I’ve also looked back at the comments section (never a good idea!!) of the original NY Times Well Blog post about the study, and I cannot find a single comment from a doctor that cites any data. It’s all scary anecdotes about fetal hypoxia and blindness and mental retardation, and tsk-tsking the selfish women who put their own “experience” ahead of their baby’s health and safety.
So, a couple things to address:
It saddens me how resistant so many physicians are to all the data that show that *planned* home births with *certified* midwives for *low-risk* pregnancies are just as safe as hospital births — and also resistant to data from other countries that show that home births can actually be safer than those in the hospital. These data suggest that place of birth is not an independent risk factor for morbidity and mortality, though of course more studies are always needed.
“Saddens me” sounds patronizing — so why do I put it that way? Because the longer these attitudes hold, the longer doctors continue not to see home birth in low risk cases as a reasonable, responsible option chosen by reasonable, responsible people, the longer midwives and home births will be ostracized in the healthcare community. Laboring women who need to transfer to the hospital will continue to be disdainfully referred to as "the failed home birth in room 6,″ and the OBs will talk smack about them in the physician work room (I’ve heard them!). This is self-fulfilling. In countries where midwives are trained and integrated and work closely with doctors, and can seamlessly transfer care to specialists when things go wrong (usually well before the situation is emergent), the outcomes are even better than in U.S. hospitals.

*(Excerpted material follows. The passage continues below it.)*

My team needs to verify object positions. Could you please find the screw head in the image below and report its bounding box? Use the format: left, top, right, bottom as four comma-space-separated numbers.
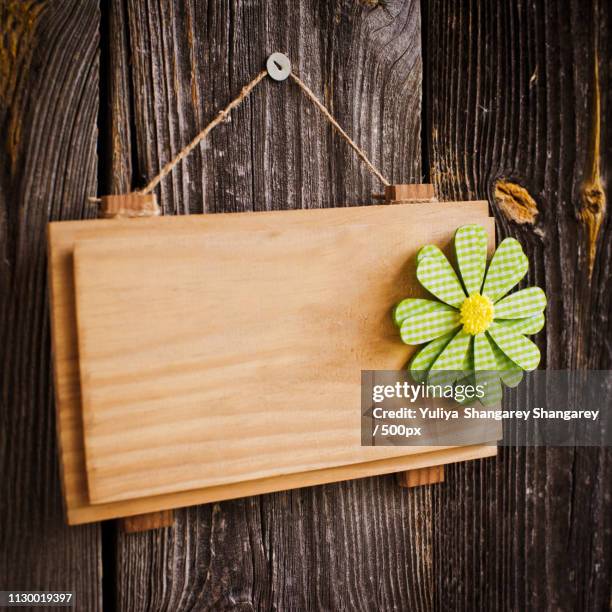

Doctors need to learn to disentangle the reasonable desires of women to have home births from the silliness of the 20-page birth plan. My experience has shown me that women who approach their birth with an inflexible attitude may be the most likely to end up with escalating interventions because they resisted physician advice when the stakes were lower. So I hear you, physician community, when your patience wears thin with women who show up in L&D with their extensive birth plans. And women do need to think hard about their own personal desires for a transcendent birthing experience versus placing the health of their baby above everything.
But I truly don’t believe that these two things are mutually exclusive, and doctors and hospitals need to do a much better job to understand why women want the former so badly, to feel connected to their labor and their baby — and to make those things eminently possible in the hospital. My sense as a woman and an MD is that the 20-page birth plans are less about selfishness and more about wanting a feeling of control, which is only human for a woman who is usually having her first baby and is simply afraid or overwhelmed. There’s a lot doctors can do to address a woman’s fears and desires — during prenatal visits and during labor itself — without simply bowing down to every demand.
Doctors should also try to have some historical perspective about this, to understand why there’s been a building backlash after what were honestly many decades of horrible birth practices in the hospital: shaving women, forced lithotomy position and stirrups, unconsciousness during delivery, sky-high epidural doses… It’s not a coincidence that so many hospitals now give women more choices during their labor — to move around, choose positions that are comfortable for them, get in a tub of warm water to ease pain, turn out lights, have whatever supporters they want in the room, and so on. Some empathy would be a good first step toward easing this stalemate.
P.S. The update is as long as the original post. I could talk about this shit all day long.